Richard has done some phone magic and it seems we have a long list of candidates to competently (if not as quickly as we’d like) finish the kichen. We met with a nice floor contractor today and then, mother and sons went off to the hilarious and stupid and amazing ballet of gore and violence that is Shoot "em Up and we all three laughed almost as hard as we did in temple.
On the way home from the movie Aliki called from Cedars and was feeling downcast and lonely and I agreed to join her. Leo held my arm gently while I wept and drove and insisted that even though he is not allowed, even scrubbed and gloved, to enter the hospital room, on accompanying me, telling me I needed his support. He joined me and we looked through the window at the old guy and forced Aliki to join us across the street for a Rosh Hashanah dinner of matzoh ball soup at Jerry’s Deli. Leo made us both laugh. He came home and beat up Spuds. Isaac. Ishmael. And whatever civilizations that may spring from them. Where will God lead us?
I am weak. We all are. I feel a bit stronger.
L’Shanah Tovah






2 comments:

Mimi Pond said...

Still thinking about you, hon.
Mimi

John L. Murphy / "FionnchĂș" said...

You asked me about this passage that the rabbi talked about.

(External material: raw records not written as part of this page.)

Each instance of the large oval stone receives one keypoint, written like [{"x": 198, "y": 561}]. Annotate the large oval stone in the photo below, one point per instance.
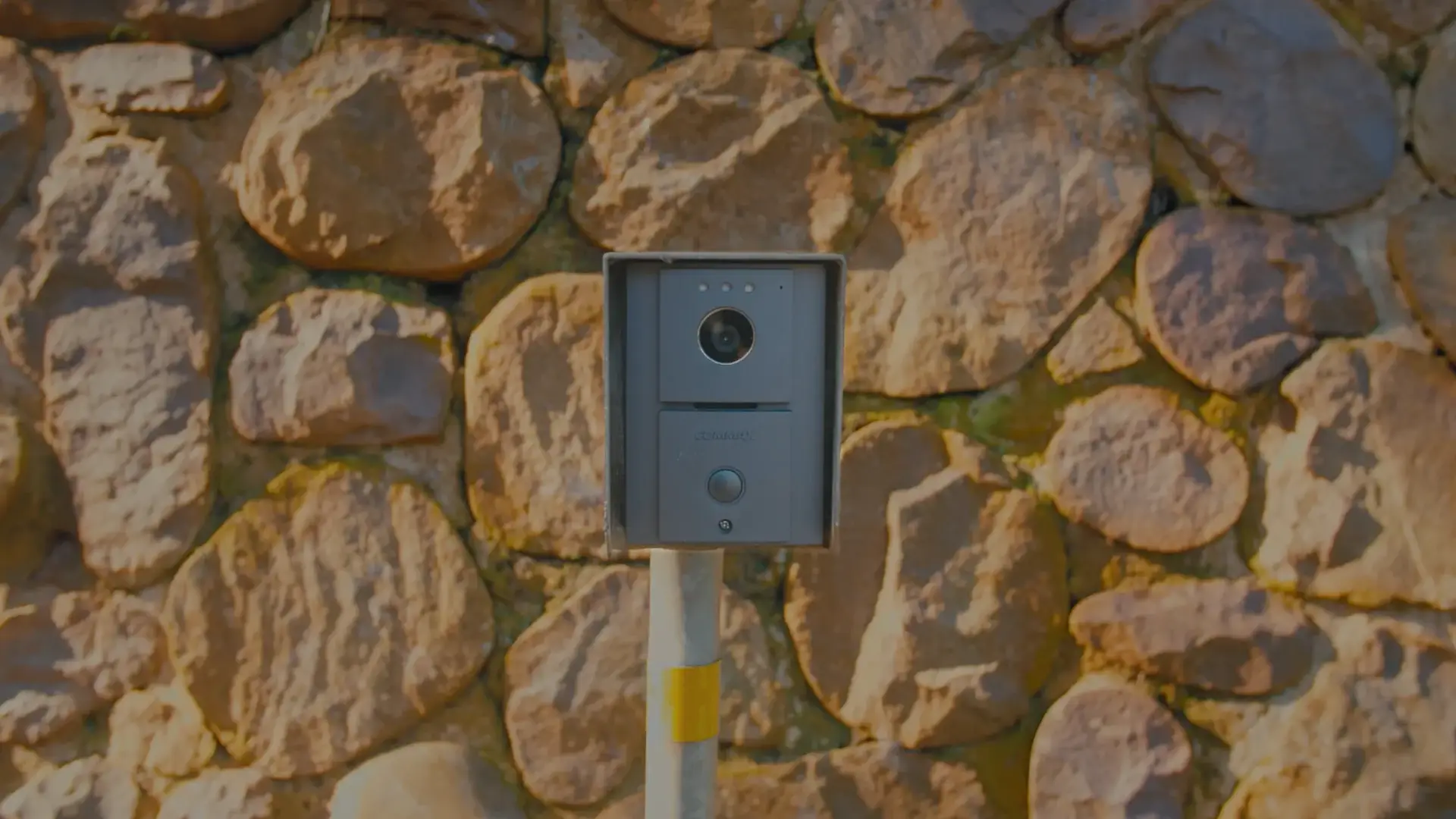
[
  {"x": 948, "y": 657},
  {"x": 343, "y": 368},
  {"x": 1226, "y": 635},
  {"x": 1237, "y": 297},
  {"x": 721, "y": 149},
  {"x": 327, "y": 617},
  {"x": 67, "y": 654},
  {"x": 918, "y": 509},
  {"x": 1370, "y": 738},
  {"x": 1280, "y": 102},
  {"x": 909, "y": 57},
  {"x": 535, "y": 419},
  {"x": 112, "y": 311},
  {"x": 1110, "y": 751},
  {"x": 1011, "y": 213},
  {"x": 1362, "y": 485},
  {"x": 1134, "y": 466},
  {"x": 403, "y": 156}
]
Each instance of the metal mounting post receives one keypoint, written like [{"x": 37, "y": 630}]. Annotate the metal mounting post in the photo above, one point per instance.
[{"x": 683, "y": 684}]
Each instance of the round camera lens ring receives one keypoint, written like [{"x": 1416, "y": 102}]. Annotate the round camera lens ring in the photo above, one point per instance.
[{"x": 740, "y": 331}]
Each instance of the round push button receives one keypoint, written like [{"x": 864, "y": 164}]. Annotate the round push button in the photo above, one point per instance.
[{"x": 726, "y": 485}]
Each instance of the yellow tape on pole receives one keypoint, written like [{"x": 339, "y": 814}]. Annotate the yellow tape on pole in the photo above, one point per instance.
[{"x": 691, "y": 700}]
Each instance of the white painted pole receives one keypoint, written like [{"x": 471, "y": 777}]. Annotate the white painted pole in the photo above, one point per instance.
[{"x": 683, "y": 684}]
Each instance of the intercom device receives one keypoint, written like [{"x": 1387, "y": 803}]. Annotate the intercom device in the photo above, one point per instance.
[{"x": 724, "y": 376}]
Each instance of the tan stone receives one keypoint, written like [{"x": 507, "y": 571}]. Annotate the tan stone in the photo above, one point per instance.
[
  {"x": 770, "y": 174},
  {"x": 708, "y": 24},
  {"x": 22, "y": 121},
  {"x": 1011, "y": 213},
  {"x": 949, "y": 656},
  {"x": 826, "y": 595},
  {"x": 1235, "y": 297},
  {"x": 218, "y": 25},
  {"x": 595, "y": 53},
  {"x": 1282, "y": 102},
  {"x": 1109, "y": 751},
  {"x": 1365, "y": 234},
  {"x": 325, "y": 618},
  {"x": 1372, "y": 738},
  {"x": 147, "y": 77},
  {"x": 1362, "y": 488},
  {"x": 909, "y": 57},
  {"x": 865, "y": 781},
  {"x": 34, "y": 497},
  {"x": 112, "y": 311},
  {"x": 1433, "y": 115},
  {"x": 519, "y": 25},
  {"x": 577, "y": 689},
  {"x": 1423, "y": 256},
  {"x": 535, "y": 419},
  {"x": 343, "y": 368},
  {"x": 425, "y": 780},
  {"x": 234, "y": 793},
  {"x": 1097, "y": 25},
  {"x": 69, "y": 654},
  {"x": 158, "y": 736},
  {"x": 86, "y": 789},
  {"x": 1210, "y": 634},
  {"x": 1098, "y": 341},
  {"x": 1134, "y": 466},
  {"x": 449, "y": 162}
]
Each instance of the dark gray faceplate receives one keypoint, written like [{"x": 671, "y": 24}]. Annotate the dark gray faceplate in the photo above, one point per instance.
[{"x": 674, "y": 416}]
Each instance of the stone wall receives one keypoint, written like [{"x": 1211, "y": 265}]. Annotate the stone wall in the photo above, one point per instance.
[{"x": 1150, "y": 433}]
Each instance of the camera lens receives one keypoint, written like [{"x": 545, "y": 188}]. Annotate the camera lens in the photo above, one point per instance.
[{"x": 726, "y": 335}]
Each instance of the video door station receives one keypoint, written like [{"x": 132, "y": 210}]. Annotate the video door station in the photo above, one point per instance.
[{"x": 724, "y": 379}]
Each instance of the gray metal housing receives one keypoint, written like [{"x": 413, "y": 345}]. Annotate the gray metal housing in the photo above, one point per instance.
[{"x": 673, "y": 416}]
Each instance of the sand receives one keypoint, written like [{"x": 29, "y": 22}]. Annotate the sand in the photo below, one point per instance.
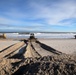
[
  {"x": 5, "y": 43},
  {"x": 39, "y": 58},
  {"x": 67, "y": 46}
]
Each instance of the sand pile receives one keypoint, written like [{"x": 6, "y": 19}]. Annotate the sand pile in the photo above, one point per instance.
[
  {"x": 38, "y": 59},
  {"x": 47, "y": 65}
]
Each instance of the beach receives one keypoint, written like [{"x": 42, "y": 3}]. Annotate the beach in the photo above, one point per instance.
[
  {"x": 38, "y": 57},
  {"x": 67, "y": 46}
]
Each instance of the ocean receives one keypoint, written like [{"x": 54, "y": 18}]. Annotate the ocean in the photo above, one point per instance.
[{"x": 40, "y": 35}]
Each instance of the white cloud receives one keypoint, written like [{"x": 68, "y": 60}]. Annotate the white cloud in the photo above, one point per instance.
[
  {"x": 52, "y": 13},
  {"x": 56, "y": 12}
]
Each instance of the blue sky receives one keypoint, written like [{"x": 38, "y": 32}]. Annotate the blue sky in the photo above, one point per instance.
[{"x": 38, "y": 15}]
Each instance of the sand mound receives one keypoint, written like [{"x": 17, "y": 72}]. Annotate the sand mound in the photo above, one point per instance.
[
  {"x": 48, "y": 65},
  {"x": 43, "y": 61}
]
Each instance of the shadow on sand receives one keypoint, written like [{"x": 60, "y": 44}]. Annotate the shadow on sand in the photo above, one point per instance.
[{"x": 48, "y": 48}]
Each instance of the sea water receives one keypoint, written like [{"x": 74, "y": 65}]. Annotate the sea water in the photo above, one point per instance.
[{"x": 41, "y": 35}]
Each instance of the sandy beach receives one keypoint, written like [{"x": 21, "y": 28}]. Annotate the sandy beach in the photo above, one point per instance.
[
  {"x": 38, "y": 57},
  {"x": 6, "y": 43},
  {"x": 67, "y": 46}
]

The scripture gives God the impetus for getting Abe to kick Hagar and Ishmael outta camp, egged on by Sarah and her resentment stoked by big brother beating up little tyke. The commentators I checked for two-and-a-half hours after Rosh Hashanah service (you were with your dad) offered only the explanation that God was giving Abraham another in ten or so tests that were meant to-- reminding me of Hercules' labors-- see if he was tough enough to merit God's trust.

In other words, it's all about Abe. Hagar & Ishmael had to be ejected to keep Isaac in control of the lineage, and the covenant to come, and the heritage of being chosen. It's the two sons who may bicker over who's legit and who's x-d out of the will. How Abraham chose to treat Hagar & Ishmael, and how this may have come back to haunt Abraham and the Jews, remains absent from the Hebrew interpretations.

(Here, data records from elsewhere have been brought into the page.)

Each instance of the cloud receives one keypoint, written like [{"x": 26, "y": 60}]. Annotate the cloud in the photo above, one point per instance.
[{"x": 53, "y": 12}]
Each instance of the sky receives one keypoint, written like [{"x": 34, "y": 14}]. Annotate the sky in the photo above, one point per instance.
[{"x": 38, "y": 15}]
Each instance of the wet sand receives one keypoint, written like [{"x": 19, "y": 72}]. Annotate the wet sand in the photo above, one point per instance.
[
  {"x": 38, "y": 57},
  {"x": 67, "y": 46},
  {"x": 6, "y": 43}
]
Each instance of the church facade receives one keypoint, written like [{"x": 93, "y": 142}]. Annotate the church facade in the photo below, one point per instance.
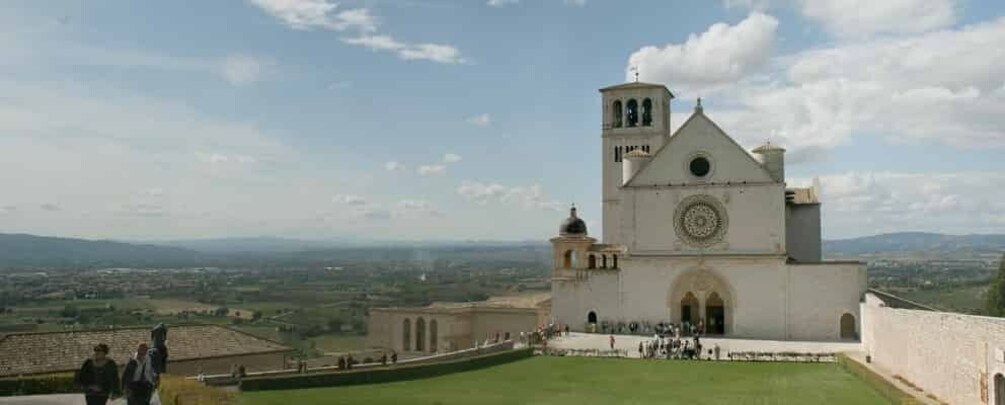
[{"x": 697, "y": 229}]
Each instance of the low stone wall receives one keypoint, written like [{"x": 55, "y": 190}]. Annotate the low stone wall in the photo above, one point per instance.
[{"x": 955, "y": 357}]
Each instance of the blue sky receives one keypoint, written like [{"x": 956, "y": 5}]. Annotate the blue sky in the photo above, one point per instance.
[{"x": 477, "y": 120}]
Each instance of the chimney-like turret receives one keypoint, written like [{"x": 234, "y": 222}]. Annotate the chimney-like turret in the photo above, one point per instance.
[{"x": 772, "y": 158}]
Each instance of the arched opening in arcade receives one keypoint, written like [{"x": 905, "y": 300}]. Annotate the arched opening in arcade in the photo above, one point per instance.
[
  {"x": 847, "y": 326},
  {"x": 420, "y": 335},
  {"x": 999, "y": 389},
  {"x": 715, "y": 315},
  {"x": 688, "y": 309},
  {"x": 406, "y": 335},
  {"x": 433, "y": 336}
]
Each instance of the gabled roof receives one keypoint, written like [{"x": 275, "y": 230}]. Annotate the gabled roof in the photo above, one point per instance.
[
  {"x": 698, "y": 115},
  {"x": 635, "y": 84}
]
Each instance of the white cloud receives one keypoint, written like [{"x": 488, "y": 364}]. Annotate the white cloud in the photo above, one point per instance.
[
  {"x": 409, "y": 51},
  {"x": 431, "y": 170},
  {"x": 241, "y": 69},
  {"x": 722, "y": 54},
  {"x": 352, "y": 200},
  {"x": 859, "y": 203},
  {"x": 394, "y": 166},
  {"x": 481, "y": 120},
  {"x": 530, "y": 197},
  {"x": 861, "y": 18},
  {"x": 901, "y": 88},
  {"x": 416, "y": 207},
  {"x": 311, "y": 14},
  {"x": 501, "y": 3}
]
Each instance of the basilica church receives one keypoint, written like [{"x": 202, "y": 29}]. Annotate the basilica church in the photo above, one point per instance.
[{"x": 695, "y": 228}]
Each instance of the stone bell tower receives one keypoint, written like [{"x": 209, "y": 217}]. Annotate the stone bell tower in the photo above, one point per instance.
[{"x": 635, "y": 116}]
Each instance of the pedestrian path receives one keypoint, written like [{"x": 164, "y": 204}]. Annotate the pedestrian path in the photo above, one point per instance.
[{"x": 630, "y": 343}]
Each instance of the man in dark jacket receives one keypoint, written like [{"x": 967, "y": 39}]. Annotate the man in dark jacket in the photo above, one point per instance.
[{"x": 140, "y": 379}]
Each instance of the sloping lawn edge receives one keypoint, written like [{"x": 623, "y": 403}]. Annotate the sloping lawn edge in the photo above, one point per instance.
[
  {"x": 382, "y": 375},
  {"x": 889, "y": 391}
]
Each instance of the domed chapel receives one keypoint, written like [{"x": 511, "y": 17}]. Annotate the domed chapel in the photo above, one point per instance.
[{"x": 697, "y": 229}]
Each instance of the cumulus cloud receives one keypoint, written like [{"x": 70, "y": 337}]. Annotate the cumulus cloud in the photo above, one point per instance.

But surely, I reckon, present in the memory of Arabs today. Perhaps this hidden flaw, this early cruelty and primal sin, is part of our need for repentance and teshuvah? Maybe this element, overlooked or underplayed by Hebrew exegetes, is the one we need to rediscover and make amends for today? After all, 200 million people trace their fabled family tree to Ishmael and his Egyptian wife; 14 million to Isaac. The number game seems to have favored Ishmael rather than Isaac after all. Sarah's own machinations-- were they those of a loving mother who had conceived despite her being "withered" or were they those of a jealous woman ready to throw out her slave girl rival and her brat?